Afganistan'ın bazı büyük kentlerinde bu özel gün kutlanırken, çoğu bölgesinde ise 8 Mart kadınlar için büyük bir anlam ifade etmiyor. Burada yaşayan kadınların 8 Mart'ı kutlamaları şöyle dursun, bu günü hatırlamiyorlar bile.

Cevizcanlı Fatma, AA muhabirine yaptığı açıklamada, ''Kadınları günü diye özel bir günün olduğunu ilk kez duyuyorum'' dedi.

Çocukluğundan beri böyle bir şeye tanıklık etmediğini dile getiren Fatma, her gün olduğu gibi bugünü de normal geçireceğini belirtti.

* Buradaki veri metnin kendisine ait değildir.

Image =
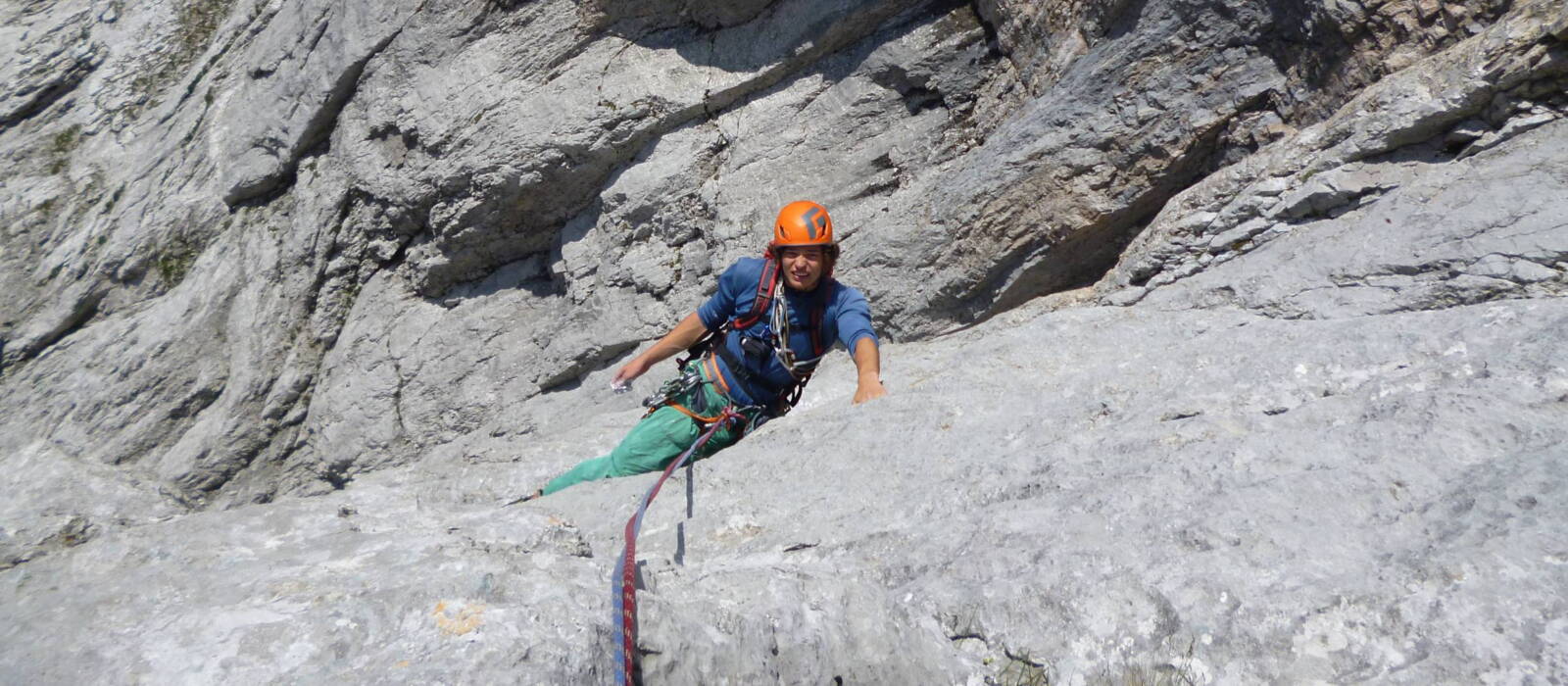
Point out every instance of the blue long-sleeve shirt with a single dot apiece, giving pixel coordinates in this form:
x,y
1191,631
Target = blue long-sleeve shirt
x,y
847,318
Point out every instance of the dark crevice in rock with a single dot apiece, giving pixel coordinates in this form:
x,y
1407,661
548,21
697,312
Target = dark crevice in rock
x,y
78,317
54,91
532,229
1089,254
314,140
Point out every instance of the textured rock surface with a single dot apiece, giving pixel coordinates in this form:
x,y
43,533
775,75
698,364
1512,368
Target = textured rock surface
x,y
1306,426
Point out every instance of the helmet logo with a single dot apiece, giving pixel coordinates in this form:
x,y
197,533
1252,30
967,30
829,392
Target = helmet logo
x,y
814,221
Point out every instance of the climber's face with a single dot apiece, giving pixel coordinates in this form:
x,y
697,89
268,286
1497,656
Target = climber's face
x,y
804,267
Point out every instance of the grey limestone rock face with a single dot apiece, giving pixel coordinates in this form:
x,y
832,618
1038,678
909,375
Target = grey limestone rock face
x,y
298,295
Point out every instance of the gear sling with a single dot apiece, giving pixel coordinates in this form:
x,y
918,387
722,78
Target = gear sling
x,y
765,301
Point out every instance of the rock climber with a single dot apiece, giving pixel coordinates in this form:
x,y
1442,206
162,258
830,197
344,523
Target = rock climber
x,y
753,345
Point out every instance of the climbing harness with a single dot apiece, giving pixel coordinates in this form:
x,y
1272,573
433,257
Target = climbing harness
x,y
624,581
767,301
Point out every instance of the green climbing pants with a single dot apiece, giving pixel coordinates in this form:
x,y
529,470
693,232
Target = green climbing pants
x,y
661,437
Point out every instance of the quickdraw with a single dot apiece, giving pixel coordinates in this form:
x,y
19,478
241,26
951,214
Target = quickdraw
x,y
624,583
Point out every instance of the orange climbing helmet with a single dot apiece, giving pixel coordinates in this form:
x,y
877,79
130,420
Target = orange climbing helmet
x,y
804,222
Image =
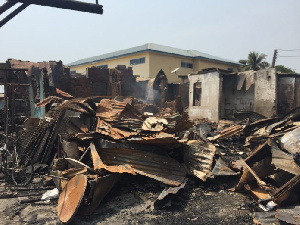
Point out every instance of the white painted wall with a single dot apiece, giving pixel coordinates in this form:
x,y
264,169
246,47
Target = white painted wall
x,y
210,97
265,92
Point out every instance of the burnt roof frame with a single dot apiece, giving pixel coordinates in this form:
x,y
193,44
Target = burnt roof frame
x,y
63,4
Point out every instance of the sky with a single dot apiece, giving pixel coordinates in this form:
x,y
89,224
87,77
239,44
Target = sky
x,y
229,29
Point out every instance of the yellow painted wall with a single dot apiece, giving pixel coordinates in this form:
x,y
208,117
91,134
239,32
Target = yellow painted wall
x,y
154,62
168,63
201,64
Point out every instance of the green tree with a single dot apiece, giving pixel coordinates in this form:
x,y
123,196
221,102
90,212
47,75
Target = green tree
x,y
283,69
255,61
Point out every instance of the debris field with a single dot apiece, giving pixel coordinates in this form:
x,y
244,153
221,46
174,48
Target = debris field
x,y
87,152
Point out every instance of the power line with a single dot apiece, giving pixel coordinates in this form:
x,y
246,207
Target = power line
x,y
289,56
289,50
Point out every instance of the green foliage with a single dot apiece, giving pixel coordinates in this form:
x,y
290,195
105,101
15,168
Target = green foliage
x,y
255,61
283,69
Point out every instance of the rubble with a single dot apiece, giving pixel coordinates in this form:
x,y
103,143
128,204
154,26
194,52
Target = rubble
x,y
90,145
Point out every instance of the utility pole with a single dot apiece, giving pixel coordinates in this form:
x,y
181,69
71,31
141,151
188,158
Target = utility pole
x,y
274,58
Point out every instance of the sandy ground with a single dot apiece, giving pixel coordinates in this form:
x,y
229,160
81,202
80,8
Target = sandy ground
x,y
131,202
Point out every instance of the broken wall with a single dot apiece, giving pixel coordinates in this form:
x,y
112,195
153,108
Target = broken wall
x,y
288,98
265,92
207,105
234,100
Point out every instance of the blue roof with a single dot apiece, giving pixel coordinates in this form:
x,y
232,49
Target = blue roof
x,y
151,47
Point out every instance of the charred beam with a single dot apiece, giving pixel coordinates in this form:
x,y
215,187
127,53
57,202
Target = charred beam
x,y
13,14
6,6
67,4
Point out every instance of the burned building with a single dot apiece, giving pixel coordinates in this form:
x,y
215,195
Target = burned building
x,y
218,94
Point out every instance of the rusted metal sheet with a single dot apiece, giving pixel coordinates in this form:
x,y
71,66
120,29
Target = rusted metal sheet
x,y
265,218
289,215
198,158
100,187
291,141
230,131
48,100
70,198
284,161
159,167
65,94
111,110
171,190
160,139
114,133
154,124
98,164
221,169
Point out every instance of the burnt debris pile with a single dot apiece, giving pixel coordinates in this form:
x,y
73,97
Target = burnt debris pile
x,y
89,144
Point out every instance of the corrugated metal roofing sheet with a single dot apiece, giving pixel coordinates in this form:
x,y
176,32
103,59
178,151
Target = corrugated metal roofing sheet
x,y
159,167
151,47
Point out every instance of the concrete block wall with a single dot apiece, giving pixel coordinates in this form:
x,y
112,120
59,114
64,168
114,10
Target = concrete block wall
x,y
234,100
210,96
265,92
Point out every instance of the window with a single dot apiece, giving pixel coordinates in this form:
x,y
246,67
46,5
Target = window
x,y
137,61
187,65
197,94
103,66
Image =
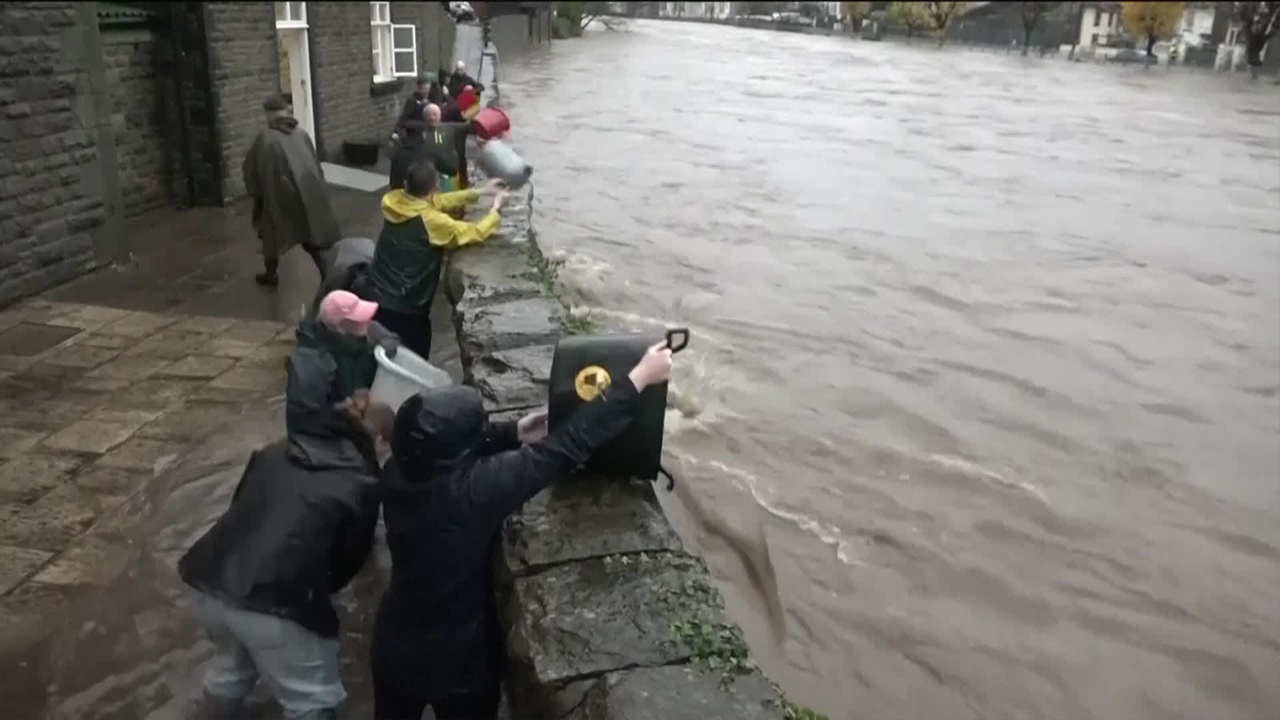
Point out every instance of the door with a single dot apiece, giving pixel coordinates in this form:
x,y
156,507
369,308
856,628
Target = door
x,y
291,33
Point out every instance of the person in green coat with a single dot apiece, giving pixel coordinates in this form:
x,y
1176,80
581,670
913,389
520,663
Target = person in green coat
x,y
291,200
343,326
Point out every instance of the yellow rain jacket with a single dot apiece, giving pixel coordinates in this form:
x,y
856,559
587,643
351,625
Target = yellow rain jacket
x,y
416,235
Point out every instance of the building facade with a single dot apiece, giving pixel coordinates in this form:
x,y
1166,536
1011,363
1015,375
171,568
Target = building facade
x,y
112,110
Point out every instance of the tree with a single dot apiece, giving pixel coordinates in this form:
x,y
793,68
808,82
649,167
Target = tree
x,y
938,16
1032,16
1153,21
1258,23
910,16
853,14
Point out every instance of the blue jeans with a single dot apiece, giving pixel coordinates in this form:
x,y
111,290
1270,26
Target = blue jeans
x,y
300,665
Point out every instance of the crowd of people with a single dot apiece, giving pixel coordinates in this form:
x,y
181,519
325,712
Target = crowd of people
x,y
302,518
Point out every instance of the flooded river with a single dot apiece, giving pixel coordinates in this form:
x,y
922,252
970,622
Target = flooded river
x,y
992,346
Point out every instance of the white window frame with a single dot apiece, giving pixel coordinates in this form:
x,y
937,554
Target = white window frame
x,y
411,48
286,18
383,42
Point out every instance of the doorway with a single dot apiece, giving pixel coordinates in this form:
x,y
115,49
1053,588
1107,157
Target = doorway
x,y
291,37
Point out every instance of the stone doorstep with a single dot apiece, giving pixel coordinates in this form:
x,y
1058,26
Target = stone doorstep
x,y
254,332
17,564
676,693
581,518
92,561
205,367
138,324
16,442
593,616
168,345
252,378
26,478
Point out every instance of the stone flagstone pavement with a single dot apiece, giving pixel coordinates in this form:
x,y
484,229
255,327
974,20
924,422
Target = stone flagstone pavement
x,y
94,402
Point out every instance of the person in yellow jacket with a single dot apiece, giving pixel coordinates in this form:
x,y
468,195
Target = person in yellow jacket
x,y
416,233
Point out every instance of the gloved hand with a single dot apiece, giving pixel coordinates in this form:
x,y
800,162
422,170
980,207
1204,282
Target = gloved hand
x,y
383,337
533,427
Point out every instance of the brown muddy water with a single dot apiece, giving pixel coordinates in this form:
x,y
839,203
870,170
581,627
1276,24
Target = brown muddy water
x,y
988,347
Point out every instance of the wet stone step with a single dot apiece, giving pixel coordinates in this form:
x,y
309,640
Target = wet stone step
x,y
677,693
508,326
581,518
594,616
513,377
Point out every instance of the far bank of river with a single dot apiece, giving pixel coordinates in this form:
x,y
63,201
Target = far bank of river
x,y
988,349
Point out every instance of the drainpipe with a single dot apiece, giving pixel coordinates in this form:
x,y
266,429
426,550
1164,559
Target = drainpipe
x,y
183,121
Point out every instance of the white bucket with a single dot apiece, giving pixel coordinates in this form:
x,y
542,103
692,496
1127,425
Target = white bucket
x,y
403,377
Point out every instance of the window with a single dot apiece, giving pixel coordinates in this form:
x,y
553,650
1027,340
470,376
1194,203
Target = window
x,y
394,45
291,14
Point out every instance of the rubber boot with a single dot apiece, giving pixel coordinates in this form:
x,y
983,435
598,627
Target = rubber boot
x,y
270,277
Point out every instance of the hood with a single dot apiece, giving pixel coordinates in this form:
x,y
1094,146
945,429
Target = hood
x,y
437,429
400,206
319,436
283,123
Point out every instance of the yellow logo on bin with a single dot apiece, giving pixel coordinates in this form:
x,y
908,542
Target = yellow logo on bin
x,y
590,382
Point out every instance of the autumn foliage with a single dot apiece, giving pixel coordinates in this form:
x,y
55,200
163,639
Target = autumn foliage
x,y
1152,21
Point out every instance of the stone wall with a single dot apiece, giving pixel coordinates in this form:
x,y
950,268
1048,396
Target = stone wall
x,y
243,59
51,196
140,96
342,78
604,613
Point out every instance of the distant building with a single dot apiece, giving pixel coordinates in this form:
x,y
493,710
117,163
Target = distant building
x,y
696,10
1100,24
115,109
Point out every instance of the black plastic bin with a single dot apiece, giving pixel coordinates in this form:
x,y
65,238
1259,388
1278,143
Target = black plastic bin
x,y
583,367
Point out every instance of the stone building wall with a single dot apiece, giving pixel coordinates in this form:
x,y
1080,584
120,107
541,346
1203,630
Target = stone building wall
x,y
347,105
140,96
51,203
245,62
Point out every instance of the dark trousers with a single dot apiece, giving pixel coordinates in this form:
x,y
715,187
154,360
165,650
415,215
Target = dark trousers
x,y
394,705
414,328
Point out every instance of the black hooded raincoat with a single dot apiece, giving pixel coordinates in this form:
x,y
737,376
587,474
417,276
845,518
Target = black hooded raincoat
x,y
302,519
452,481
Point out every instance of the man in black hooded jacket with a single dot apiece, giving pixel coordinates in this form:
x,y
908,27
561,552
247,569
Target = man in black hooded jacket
x,y
451,483
298,528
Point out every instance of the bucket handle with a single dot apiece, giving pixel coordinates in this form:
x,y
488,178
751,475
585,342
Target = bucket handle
x,y
682,333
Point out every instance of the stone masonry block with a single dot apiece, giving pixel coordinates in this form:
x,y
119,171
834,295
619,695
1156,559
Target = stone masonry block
x,y
585,516
508,326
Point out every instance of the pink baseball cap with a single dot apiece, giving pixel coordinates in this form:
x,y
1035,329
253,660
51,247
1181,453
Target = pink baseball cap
x,y
341,305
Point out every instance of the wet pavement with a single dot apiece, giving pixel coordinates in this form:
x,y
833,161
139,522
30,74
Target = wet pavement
x,y
129,400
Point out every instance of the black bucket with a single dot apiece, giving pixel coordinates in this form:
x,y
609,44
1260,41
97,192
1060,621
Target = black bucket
x,y
583,367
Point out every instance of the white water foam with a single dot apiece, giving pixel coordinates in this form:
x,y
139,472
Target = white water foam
x,y
745,481
987,475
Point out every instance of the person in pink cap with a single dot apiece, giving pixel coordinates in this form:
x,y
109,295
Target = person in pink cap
x,y
343,326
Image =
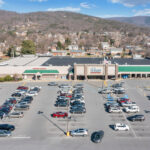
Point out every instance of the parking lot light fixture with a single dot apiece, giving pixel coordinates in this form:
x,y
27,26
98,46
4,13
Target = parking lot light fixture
x,y
68,133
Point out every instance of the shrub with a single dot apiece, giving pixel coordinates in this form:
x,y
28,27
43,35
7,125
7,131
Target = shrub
x,y
8,78
1,79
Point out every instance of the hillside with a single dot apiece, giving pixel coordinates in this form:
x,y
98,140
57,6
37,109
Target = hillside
x,y
47,28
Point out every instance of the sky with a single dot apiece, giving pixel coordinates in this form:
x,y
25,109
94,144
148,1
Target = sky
x,y
98,8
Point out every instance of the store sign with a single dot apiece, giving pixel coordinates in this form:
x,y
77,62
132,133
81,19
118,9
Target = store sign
x,y
39,68
95,70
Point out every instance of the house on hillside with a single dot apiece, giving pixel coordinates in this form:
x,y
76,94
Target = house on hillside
x,y
105,45
77,52
59,53
73,47
116,52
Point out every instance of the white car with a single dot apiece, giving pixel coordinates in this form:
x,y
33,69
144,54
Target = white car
x,y
132,109
121,127
115,110
127,104
82,101
31,93
16,115
79,132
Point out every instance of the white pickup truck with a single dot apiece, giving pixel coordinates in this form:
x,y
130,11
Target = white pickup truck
x,y
127,104
132,109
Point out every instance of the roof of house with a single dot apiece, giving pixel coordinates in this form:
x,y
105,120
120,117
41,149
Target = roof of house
x,y
77,51
134,69
40,71
65,61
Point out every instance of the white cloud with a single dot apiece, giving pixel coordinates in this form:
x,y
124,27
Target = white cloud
x,y
145,12
110,16
38,0
72,9
85,5
131,3
1,2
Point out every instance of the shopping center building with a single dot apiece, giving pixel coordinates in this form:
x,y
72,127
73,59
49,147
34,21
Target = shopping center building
x,y
67,68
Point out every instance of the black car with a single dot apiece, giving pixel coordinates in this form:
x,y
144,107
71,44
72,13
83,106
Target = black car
x,y
97,136
53,84
5,110
62,104
16,95
22,107
77,103
78,111
7,127
136,118
2,114
29,98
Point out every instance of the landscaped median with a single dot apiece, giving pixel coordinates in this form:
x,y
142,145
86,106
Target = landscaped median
x,y
9,78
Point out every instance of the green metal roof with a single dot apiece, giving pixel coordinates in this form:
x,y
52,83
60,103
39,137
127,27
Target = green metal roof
x,y
40,71
134,68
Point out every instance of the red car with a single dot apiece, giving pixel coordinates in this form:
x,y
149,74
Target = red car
x,y
60,115
22,88
123,100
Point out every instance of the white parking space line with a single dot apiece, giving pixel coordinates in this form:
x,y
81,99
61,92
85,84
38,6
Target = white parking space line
x,y
21,137
129,125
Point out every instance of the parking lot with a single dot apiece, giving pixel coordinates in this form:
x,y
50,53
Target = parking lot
x,y
41,131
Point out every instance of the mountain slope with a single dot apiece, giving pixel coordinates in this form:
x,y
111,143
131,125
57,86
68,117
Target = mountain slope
x,y
138,20
63,21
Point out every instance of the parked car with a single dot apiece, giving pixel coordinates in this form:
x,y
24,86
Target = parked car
x,y
136,118
132,109
4,133
79,132
17,95
115,110
7,127
77,103
60,115
53,84
2,114
62,104
119,91
97,136
127,104
78,111
32,93
121,127
21,107
16,115
123,100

Cevizcanlı Fatma, ''18 yıldır evliyim, bugüne kadar eşim bile böyle bir özel günün olduğunu söyleyip herhangi bir hediye almadı, Afganistan'da çoğu kadınlar hapis hayatı yaşıyor. Normal hakları bile verilmiyor'' diye konuştu.

Mezar-i Şerif sakinlerinden Amina Nezami de 8 Mart Dünya Kadınlar Günü diye bir günün olduğunu sadece duyduğunu ancak kimsenin kendisini kutlamadığını söyledi.

14 yıl önce eşini iç savaşlarda kaybettiğini ifade eden Nezami, 2 çocuğuyla birlikte hayata tutunmaya çalıştığını, böyle bir günün kendisi için bir anlam ifade etmediğini kaydetti.

Afganistan'da kadın olmak çok zor

Bazı eyaletlerinde şeriat kurallarının hakim olduğu ve cehaletin kol gezdiği Afganistan'da kadın olmak çok zor. Erkeklerin ''söz dinlemeyen'' kadınlara uyguladıkları şiddet yöntemleri arasında dövmek ve yüze kezzap atmak en yaygın olanı. Saldırgan erkekler ise çoğu zaman hiçbir ceza almadan kurtuluyor.

Afganistan, dünyanın kadınlar için en tehlikeli ülkelerin arasında yer alıyor. Birçok kadın her gün şiddete maruz kalırken bu durum içler acısı koşulları yansıtıyor.

BM raporuna göre, Afganistan'daki kız çocuklarının yarısı, 15 yaşından önce evlendiriliyor. Doğurganlık oranının çok yüksek olduğu Afganistan'da her kadın, ortalama 5,1 bebek sahibi oluyor.